Michelle Nunn, the Democratic candidate for U.S. Senate. AP/ /Akili-Casundria Ramsess

 

Macon – Democrat Michelle Nunn poked a little fun at her campaign – and previewed a new line of attack against her Republican opponent – in her first extensive interview since the release of a 144-page series of memos  outlining her electoral strategy.

“I always thought I wanted to run an open and transparent campaign but this has gone beyond what I anticipated or intended,” she said during a stop in Macon.

The memo lays out Nunn’s campaign strategy in stark terms, including detailed fundraising plans, an in-depth public relations strategy and pushback to planned GOP attacks on some of her vulnerabilities. It even includes a plan to have a rally with gun rights groups as November nears.

Republicans have used the documents to try to paint her as a consultant-driven robot, and GOP nominee David Perdue told the AJC he was “fairly shocked” by his rival’s political approach. She said the Republican scrutiny is an effort to “mischaracterize” her record.

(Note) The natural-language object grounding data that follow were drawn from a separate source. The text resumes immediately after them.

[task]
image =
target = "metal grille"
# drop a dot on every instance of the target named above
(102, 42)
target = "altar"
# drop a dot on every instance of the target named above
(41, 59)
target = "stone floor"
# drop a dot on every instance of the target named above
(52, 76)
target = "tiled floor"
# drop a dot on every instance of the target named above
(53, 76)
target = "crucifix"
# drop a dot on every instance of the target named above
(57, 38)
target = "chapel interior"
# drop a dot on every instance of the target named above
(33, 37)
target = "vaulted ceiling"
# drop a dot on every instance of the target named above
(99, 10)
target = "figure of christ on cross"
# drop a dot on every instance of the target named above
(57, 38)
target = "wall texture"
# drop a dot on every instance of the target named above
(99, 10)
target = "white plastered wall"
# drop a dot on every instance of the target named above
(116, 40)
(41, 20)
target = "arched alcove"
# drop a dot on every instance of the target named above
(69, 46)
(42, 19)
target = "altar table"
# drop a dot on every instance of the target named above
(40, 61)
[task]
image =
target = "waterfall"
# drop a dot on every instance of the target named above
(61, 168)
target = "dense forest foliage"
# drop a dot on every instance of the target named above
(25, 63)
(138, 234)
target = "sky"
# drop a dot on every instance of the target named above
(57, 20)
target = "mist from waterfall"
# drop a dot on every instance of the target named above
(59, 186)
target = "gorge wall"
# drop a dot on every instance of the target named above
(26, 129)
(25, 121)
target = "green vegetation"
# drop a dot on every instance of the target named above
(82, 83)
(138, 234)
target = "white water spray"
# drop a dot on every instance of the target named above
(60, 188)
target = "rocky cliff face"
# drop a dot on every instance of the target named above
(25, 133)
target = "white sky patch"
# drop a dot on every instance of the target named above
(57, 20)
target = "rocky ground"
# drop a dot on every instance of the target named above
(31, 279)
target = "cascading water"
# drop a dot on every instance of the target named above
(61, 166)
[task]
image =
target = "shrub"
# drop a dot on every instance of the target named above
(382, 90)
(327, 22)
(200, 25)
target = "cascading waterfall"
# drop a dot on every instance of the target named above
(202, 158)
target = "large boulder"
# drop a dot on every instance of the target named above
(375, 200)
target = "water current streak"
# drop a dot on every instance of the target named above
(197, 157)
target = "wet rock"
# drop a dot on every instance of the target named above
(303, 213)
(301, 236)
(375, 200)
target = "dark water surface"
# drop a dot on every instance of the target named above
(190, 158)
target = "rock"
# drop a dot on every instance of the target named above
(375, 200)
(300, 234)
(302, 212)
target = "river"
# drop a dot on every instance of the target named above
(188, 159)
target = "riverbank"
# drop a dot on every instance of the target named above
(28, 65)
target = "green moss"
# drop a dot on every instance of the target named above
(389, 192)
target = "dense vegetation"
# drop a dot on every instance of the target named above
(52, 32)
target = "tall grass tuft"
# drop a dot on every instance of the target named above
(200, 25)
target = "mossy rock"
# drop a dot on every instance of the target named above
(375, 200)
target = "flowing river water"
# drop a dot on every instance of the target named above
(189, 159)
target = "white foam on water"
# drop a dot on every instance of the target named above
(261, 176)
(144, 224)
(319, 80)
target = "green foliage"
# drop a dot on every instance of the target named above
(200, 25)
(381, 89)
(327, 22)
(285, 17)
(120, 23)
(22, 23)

She compared the memos to counsel she receives from supporters and strategists – rather than a campaign blueprint. She wouldn’t say specifically what advice she’s taken and what she abandoned, but said there was nothing in the memo she wanted to clarify.

Said Nunn:

“First of all, the set of memos were a set of advice that I was getting from a variety of folks. I’m getting advice every day from everybody parents to friends to my children. The nature of campaigns is ever evolving, but what’s remained constant is we’re focused on talking about a collaborative approach and the importance of bipartisanship and problem-solving. And changing the culture in Washington. That’s what we talked about from the beginning.”

The Democrat pivoted to a new line of attack against Perdue, a former Fortune 500 executive. Nunn, a nonprofit executive who earlier seemed reluctant to speak ill of her GOP foe, sought to draw a sharper distinction between the two at the Macon stop.

“If you look at our experiences , our aspirations, the issues that we’ve embraced, you’ll see a real contrast. I have a record of focusing on trying to make a difference in peoples’ lives and actually solving problems and working across the aisle and embracing the fact that people on both sides of the party divide have good ideas if we work together. And you won’t hear any of that from David Perdue.”

She then took a shot at Perdue’s boardroom background, including a reference to his tenure at Pillowtex the failed North Carolina textile company that shuttered shortly after he left, leaving thousands out of work. (He has said he only realized the firm’s dire straits after he took control.)

“It’s somewhat ironic to me that David Perdue’s allies are running ads against me when in fact David Perdue has made 20 times my salary at the same time he has been outsourcing jobs, laying off workers and running up debt on his companies. Whereas I have a record of creating and growing an organization, making hard choices but making that organization stronger and more effective by every measure. I’m happy to make that contrast.”